Pei Caixia, Shen Zherui, Wu Yongcan, Zhao Sijing, Wang Yilan, Shi Shihua, Huang Demei, Jia Nan, Liu Junling, Wang Xiaomin, He Yacong, Wang Zhenxing
Hospital of Chengdu University of Traditional Chinese Medicine, Chengdu, Sichuan, China.
Chongqing Key Laboratory of Traditional Chinese Medicine for Prevention and Cure of Metabolic Diseases, Chongqing, China.
Phytother Res. 2024 Dec;38(12):5657-5671. doi: 10.1002/ptr.8333. Epub 2024 Sep 22.
High-altitude pulmonary edema (HAPE) is a life-threatening disease, and autophagy deficiency is implicated in the pathogenesis of HAPE. Eleutheroside B (EB), which is the main bioactive component of Acanthopanax senticosus, exhibits various pharmacological activities. Our previous research demonstrated that autophagic structures were widely found in the ultrastructure of lung tissue in HAPE rats. However, whether EB regulates autophagy deficiency in HAPE remains unknown. This study aimed to investigate the protective effects of EB on hypobaric hypoxia-induced HAPE and explore the underlying molecular mechanism of regulating autophagy. The rat model of high-altitude pulmonary edema was replicated using a hypobaric hypoxic chamber. Rats were pretreated with EB or in combination with chloroquine or compound C. The pulmonary edema was assessed by the lung wet/dry ratio, total protein concentration in bronchoalveolar lavage fluid, and histological analysis. Inflammation and oxidative stress were measured using commercial biochemical kits. Autophagy and autophagic flux were evaluated by western blotting, transmission electron microscopy, and adeno-associated virus-mRFP-GFP-labeled tandem fluorescence LC3. The AMPK/mTOR signaling pathway was detected by western blotting. EB alleviated hypobaric hypoxia-induced pulmonary edema, hypoxemia, acid-base imbalance in the blood, inflammation, and oxidative stress in a dose-dependent manner. EB restored impaired autophagic flux by activating the AMPK/mTOR signaling pathway. However, chloroquine or compound C abolished eleutheroside B-mediated autophagy flux restoration. EB has the potential to restore impaired autophagic flux in the lung of hypobaric hypoxia-induced HAPE rats, which could be attributed to the activation of AMPK/mTOR signaling pathway.

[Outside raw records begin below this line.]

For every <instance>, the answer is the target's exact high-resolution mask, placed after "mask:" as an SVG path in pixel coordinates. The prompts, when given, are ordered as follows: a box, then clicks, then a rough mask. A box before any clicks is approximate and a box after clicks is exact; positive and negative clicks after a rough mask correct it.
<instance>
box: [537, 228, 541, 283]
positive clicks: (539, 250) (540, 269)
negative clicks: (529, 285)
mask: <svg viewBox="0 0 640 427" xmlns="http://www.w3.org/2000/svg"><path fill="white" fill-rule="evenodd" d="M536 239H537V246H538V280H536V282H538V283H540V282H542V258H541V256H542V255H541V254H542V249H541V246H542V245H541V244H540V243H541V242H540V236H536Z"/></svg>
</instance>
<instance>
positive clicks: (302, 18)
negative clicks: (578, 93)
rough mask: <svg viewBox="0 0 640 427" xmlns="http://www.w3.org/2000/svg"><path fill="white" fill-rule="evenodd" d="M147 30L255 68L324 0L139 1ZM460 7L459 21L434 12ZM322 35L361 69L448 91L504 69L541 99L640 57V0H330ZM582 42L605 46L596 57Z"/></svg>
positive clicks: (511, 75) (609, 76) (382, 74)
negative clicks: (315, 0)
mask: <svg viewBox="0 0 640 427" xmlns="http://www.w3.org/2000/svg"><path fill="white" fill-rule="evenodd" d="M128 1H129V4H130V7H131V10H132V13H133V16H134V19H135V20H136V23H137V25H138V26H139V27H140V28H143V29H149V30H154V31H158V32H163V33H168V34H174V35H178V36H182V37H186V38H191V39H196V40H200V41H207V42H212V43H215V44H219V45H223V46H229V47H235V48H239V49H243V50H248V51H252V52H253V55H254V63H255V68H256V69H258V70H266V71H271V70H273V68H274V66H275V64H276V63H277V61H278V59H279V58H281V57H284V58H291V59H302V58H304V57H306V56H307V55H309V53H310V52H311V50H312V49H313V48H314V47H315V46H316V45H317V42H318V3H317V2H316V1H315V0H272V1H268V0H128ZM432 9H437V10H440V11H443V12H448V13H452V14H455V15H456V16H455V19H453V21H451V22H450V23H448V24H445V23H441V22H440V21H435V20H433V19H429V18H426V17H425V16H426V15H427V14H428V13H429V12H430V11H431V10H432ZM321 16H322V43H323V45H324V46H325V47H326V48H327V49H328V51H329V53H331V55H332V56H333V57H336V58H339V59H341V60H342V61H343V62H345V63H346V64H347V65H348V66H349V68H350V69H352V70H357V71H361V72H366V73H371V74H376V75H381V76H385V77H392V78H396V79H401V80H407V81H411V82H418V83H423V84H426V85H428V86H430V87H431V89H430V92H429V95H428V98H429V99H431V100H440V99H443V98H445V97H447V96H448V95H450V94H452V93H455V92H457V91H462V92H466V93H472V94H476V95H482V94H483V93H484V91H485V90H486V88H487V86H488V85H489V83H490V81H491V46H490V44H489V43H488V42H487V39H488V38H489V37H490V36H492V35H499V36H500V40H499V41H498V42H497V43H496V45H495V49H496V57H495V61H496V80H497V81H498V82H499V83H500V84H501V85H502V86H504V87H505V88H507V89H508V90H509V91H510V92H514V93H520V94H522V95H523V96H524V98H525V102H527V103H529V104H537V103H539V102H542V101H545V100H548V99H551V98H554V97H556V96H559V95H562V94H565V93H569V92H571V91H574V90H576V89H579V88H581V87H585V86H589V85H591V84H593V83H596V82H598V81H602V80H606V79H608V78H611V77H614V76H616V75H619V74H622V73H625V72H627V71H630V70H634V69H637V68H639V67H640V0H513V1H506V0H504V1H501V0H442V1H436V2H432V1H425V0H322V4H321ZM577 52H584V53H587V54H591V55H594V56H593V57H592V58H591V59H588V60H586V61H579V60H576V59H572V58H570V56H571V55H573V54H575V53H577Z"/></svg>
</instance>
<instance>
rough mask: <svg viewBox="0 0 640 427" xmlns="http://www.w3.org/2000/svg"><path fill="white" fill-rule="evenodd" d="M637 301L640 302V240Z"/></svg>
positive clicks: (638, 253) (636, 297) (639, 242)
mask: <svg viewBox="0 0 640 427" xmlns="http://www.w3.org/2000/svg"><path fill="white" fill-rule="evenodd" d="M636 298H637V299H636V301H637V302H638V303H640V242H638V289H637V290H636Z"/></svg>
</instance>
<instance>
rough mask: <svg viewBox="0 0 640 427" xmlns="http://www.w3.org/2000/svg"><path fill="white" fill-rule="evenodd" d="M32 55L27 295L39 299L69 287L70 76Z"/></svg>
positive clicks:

高原肺水肿(HAPE)是一种危及生命的疾病,自噬缺陷与HAPE的发病机制有关。刺五加的主要生物活性成分刺五加苷B(EB)具有多种药理活性。我们之前的研究表明,在HAPE大鼠肺组织的超微结构中广泛发现了自噬结构。然而,EB是否能调节HAPE中的自噬缺陷仍不清楚。本研究旨在探讨EB对低压缺氧诱导的HAPE的保护作用,并探索其调节自噬的潜在分子机制。使用低压缺氧舱复制高原肺水肿大鼠模型。大鼠用EB或与氯喹或化合物C联合预处理。通过肺湿/干比、支气管肺泡灌洗液中的总蛋白浓度和组织学分析评估肺水肿。使用商业生化试剂盒测量炎症和氧化应激。通过蛋白质免疫印迹法、透射电子显微镜和腺相关病毒-mRFP-GFP标记的串联荧光LC3评估自噬和自噬通量。通过蛋白质免疫印迹法检测AMPK/mTOR信号通路。EB以剂量依赖的方式减轻了低压缺氧诱导的肺水肿、低氧血症、血液酸碱失衡、炎症和氧化应激。EB通过激活AMPK/mTOR信号通路恢复受损的自噬通量。然而,氯喹或化合物C消除了刺五加苷B介导的自噬通量恢复。EB有可能恢复低压缺氧诱导的HAPE大鼠肺中受损的自噬通量,这可能归因于AMPK/mTOR信号通路的激活。